Elliot Williams / DCist/WAMU

George Washington University’s Corcoran School of the Arts and Design is this year bringing all of its students’ end-of-year final presentations under one umbrella, combining visual art, performances, and lectures into a month-long NEXT Festival that kicked off this week.

Previously, the final projects of visual arts, performing arts, and research-based art majors’ programs within the Corcoran School were not branded together in this way — NEXT was primarily a visual arts show exhibited at the Corcoran’s 126-year-old Flagg Building on 17th Street NW.

Pulling off the festival, which includes fine arts, dance, musical, and curatorial work, is no small feat in this space. The Flagg Building is undergoing renovations to its windows and roof, as well as the HVAC system in the second-floor galleries.

This means that the exhibition won’t take up a full two floors, as it did in previous years, but will instead make full use of other areas of the building — such as the Salon Doré, an 18th-century French period room, where intimate musical performances and presentations will take place; as well as the Hammer Auditorium, the rotunda, and the large central atrium.

Other performances will take place in theaters around campus, including the Dorothy Betts Marvin Theatre and the Lisner Auditorium.

The festival kicked off Thursday with an opening dance concert and will continue with more than 20 events through May 12. For those interested in seeing the visual art: More than 65 student projects will be on display at Flagg from May 3-20. The public can visit the galleries Wednesdays through Sundays, 1-5 p.m. An extravaganza on the evening of May 4 will provide an opportunity to view the work while enjoying refreshments, pop-up performances, and conversation with the artists.

“We discussed the idea that NEXT really should represent all the programs in this final completion of the entire Corcoran’s body of work, and that a festival would be a really exciting way to umbrella all that, and give us a lot more flexibility in programming,” says Babette Pendleton, Corcoran’s exhibition and programming associate. “We’ve been having a lot of fun turning it on its head.”

Corcoran students, always crafty in their use of the space, have installed sculptures and painted works in the makeshift hallways the school erected for the construction project. The previously open-plan space now functions more like a maze in which visitors can find interesting artwork around every turn.

Social practice MFA student Christina Villadolid’s “In the Presence of Savage Women,” for example, is a site-specific piece displayed on the marble staircase ascending to the building’s south bridge. Amanda Bohn, a BFA candidate in graphic design, created five visualizations of memories that are common human experiences — “Waking Up,” “Laughter,” “Crying,” “Feeling Full after Eating,” and “Happy Birthday” — which will be displayed along the atrium walls, along with her accompanying book.
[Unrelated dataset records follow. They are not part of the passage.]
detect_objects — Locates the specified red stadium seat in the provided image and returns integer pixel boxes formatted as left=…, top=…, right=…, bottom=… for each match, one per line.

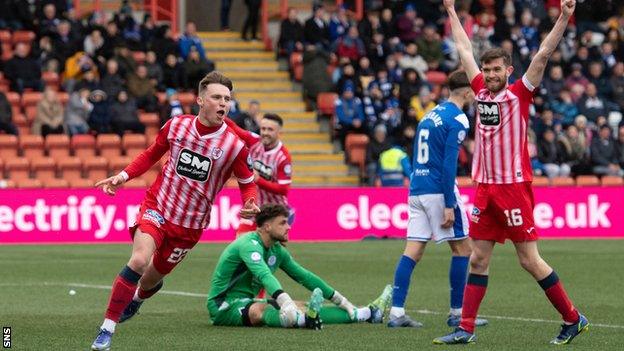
left=42, top=71, right=60, bottom=89
left=11, top=31, right=36, bottom=45
left=68, top=178, right=94, bottom=188
left=42, top=178, right=69, bottom=188
left=0, top=134, right=19, bottom=160
left=317, top=92, right=338, bottom=117
left=31, top=157, right=56, bottom=181
left=425, top=71, right=448, bottom=86
left=16, top=178, right=42, bottom=189
left=122, top=134, right=147, bottom=158
left=12, top=113, right=31, bottom=135
left=293, top=64, right=303, bottom=81
left=45, top=134, right=71, bottom=162
left=58, top=157, right=82, bottom=181
left=139, top=112, right=160, bottom=142
left=109, top=156, right=132, bottom=174
left=5, top=158, right=30, bottom=181
left=345, top=133, right=369, bottom=171
left=19, top=135, right=45, bottom=161
left=551, top=176, right=575, bottom=186
left=532, top=176, right=550, bottom=187
left=575, top=175, right=600, bottom=186
left=0, top=179, right=16, bottom=188
left=289, top=52, right=302, bottom=69
left=84, top=157, right=109, bottom=182
left=0, top=30, right=11, bottom=42
left=601, top=175, right=624, bottom=186
left=177, top=92, right=196, bottom=109
left=131, top=51, right=146, bottom=64
left=96, top=134, right=122, bottom=158
left=71, top=134, right=96, bottom=161
left=21, top=91, right=43, bottom=109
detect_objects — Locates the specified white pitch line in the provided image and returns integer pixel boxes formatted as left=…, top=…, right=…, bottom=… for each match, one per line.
left=413, top=309, right=624, bottom=329
left=4, top=282, right=624, bottom=330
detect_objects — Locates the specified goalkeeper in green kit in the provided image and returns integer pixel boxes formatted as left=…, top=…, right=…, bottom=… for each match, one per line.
left=207, top=204, right=392, bottom=329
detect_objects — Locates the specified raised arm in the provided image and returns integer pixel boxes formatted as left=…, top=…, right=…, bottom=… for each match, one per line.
left=443, top=0, right=480, bottom=81
left=525, top=0, right=575, bottom=88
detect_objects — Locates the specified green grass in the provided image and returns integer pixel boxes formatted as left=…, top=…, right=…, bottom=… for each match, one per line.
left=0, top=240, right=622, bottom=350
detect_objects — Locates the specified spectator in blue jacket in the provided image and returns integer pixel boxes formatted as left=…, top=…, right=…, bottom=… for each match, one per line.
left=179, top=22, right=207, bottom=60
left=335, top=83, right=365, bottom=149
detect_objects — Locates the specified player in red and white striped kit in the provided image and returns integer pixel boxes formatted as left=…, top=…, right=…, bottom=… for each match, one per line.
left=90, top=72, right=260, bottom=351
left=435, top=0, right=588, bottom=346
left=224, top=113, right=293, bottom=236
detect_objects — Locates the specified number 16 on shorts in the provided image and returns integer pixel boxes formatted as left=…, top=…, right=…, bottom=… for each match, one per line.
left=504, top=208, right=523, bottom=227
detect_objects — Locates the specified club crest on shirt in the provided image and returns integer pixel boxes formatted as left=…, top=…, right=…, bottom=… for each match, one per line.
left=176, top=148, right=212, bottom=182
left=253, top=160, right=273, bottom=180
left=477, top=101, right=501, bottom=126
left=283, top=164, right=292, bottom=176
left=471, top=207, right=481, bottom=223
left=142, top=209, right=165, bottom=227
left=209, top=147, right=224, bottom=159
left=268, top=255, right=277, bottom=266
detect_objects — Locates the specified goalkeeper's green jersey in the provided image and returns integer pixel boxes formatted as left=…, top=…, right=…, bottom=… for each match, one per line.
left=207, top=232, right=335, bottom=308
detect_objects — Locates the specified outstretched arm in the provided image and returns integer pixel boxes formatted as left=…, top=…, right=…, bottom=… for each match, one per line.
left=443, top=0, right=480, bottom=81
left=525, top=0, right=575, bottom=88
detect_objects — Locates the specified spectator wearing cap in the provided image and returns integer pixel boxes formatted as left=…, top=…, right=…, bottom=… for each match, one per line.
left=278, top=8, right=305, bottom=58
left=5, top=43, right=44, bottom=94
left=88, top=90, right=111, bottom=134
left=334, top=26, right=366, bottom=62
left=110, top=90, right=145, bottom=136
left=365, top=124, right=392, bottom=186
left=329, top=5, right=350, bottom=43
left=304, top=4, right=330, bottom=50
left=233, top=100, right=261, bottom=134
left=179, top=22, right=207, bottom=60
left=396, top=4, right=423, bottom=44
left=335, top=83, right=365, bottom=149
left=591, top=125, right=624, bottom=176
left=398, top=42, right=427, bottom=80
left=578, top=83, right=608, bottom=124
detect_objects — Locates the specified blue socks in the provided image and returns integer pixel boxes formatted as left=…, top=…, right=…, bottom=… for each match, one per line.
left=449, top=255, right=470, bottom=309
left=392, top=255, right=417, bottom=308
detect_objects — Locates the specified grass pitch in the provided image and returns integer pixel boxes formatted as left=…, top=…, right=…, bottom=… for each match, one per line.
left=0, top=240, right=621, bottom=350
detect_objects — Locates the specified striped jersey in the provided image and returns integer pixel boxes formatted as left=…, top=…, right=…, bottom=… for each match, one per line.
left=144, top=115, right=254, bottom=229
left=471, top=73, right=536, bottom=184
left=248, top=140, right=292, bottom=206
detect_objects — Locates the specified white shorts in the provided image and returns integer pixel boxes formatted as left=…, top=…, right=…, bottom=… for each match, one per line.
left=407, top=188, right=469, bottom=243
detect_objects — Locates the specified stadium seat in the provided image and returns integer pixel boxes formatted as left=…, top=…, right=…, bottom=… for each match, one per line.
left=42, top=178, right=69, bottom=188
left=425, top=71, right=448, bottom=86
left=551, top=176, right=575, bottom=186
left=109, top=156, right=132, bottom=174
left=71, top=134, right=96, bottom=161
left=42, top=71, right=60, bottom=89
left=68, top=178, right=94, bottom=188
left=31, top=157, right=56, bottom=181
left=177, top=92, right=196, bottom=109
left=317, top=92, right=338, bottom=117
left=19, top=135, right=45, bottom=161
left=345, top=133, right=369, bottom=171
left=16, top=178, right=42, bottom=189
left=96, top=134, right=122, bottom=158
left=24, top=105, right=38, bottom=122
left=139, top=112, right=160, bottom=141
left=293, top=64, right=303, bottom=81
left=122, top=134, right=147, bottom=158
left=575, top=175, right=600, bottom=186
left=0, top=179, right=16, bottom=188
left=6, top=92, right=22, bottom=116
left=11, top=30, right=36, bottom=45
left=532, top=176, right=550, bottom=187
left=84, top=157, right=109, bottom=182
left=21, top=91, right=43, bottom=109
left=0, top=30, right=11, bottom=43
left=124, top=177, right=147, bottom=188
left=1, top=43, right=12, bottom=61
left=457, top=176, right=474, bottom=188
left=5, top=158, right=30, bottom=181
left=131, top=51, right=146, bottom=64
left=289, top=52, right=302, bottom=70
left=601, top=175, right=623, bottom=186
left=12, top=113, right=31, bottom=135
left=57, top=157, right=82, bottom=181
left=0, top=134, right=19, bottom=159
left=45, top=134, right=71, bottom=161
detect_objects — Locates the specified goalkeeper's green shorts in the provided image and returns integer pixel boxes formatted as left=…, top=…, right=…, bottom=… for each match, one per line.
left=208, top=298, right=277, bottom=326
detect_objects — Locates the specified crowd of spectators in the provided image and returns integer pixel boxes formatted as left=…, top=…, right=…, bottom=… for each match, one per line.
left=0, top=0, right=216, bottom=138
left=279, top=0, right=624, bottom=184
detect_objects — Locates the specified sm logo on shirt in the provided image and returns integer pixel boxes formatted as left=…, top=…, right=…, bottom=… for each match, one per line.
left=176, top=148, right=212, bottom=182
left=253, top=160, right=273, bottom=180
left=477, top=101, right=501, bottom=126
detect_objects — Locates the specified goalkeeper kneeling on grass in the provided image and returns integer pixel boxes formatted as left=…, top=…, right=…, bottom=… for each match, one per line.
left=207, top=203, right=392, bottom=329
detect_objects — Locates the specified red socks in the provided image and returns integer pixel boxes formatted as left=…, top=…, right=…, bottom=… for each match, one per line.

Next year’s festival could look wholly different if the renovations are completed by the end of 2023, as the university has planned.

Some of the second-floor renovations are intended to make room for galleries presented by the National Gallery of Art, as DCist/WAMU reported last year. The NGA will house works it owns from the original Corcoran Gallery of Art collection, along with special exhibitions of modern and contemporary art.

[Disclosure: The author has been an adjunct professor in GW’s School of Media and Public Affairs.]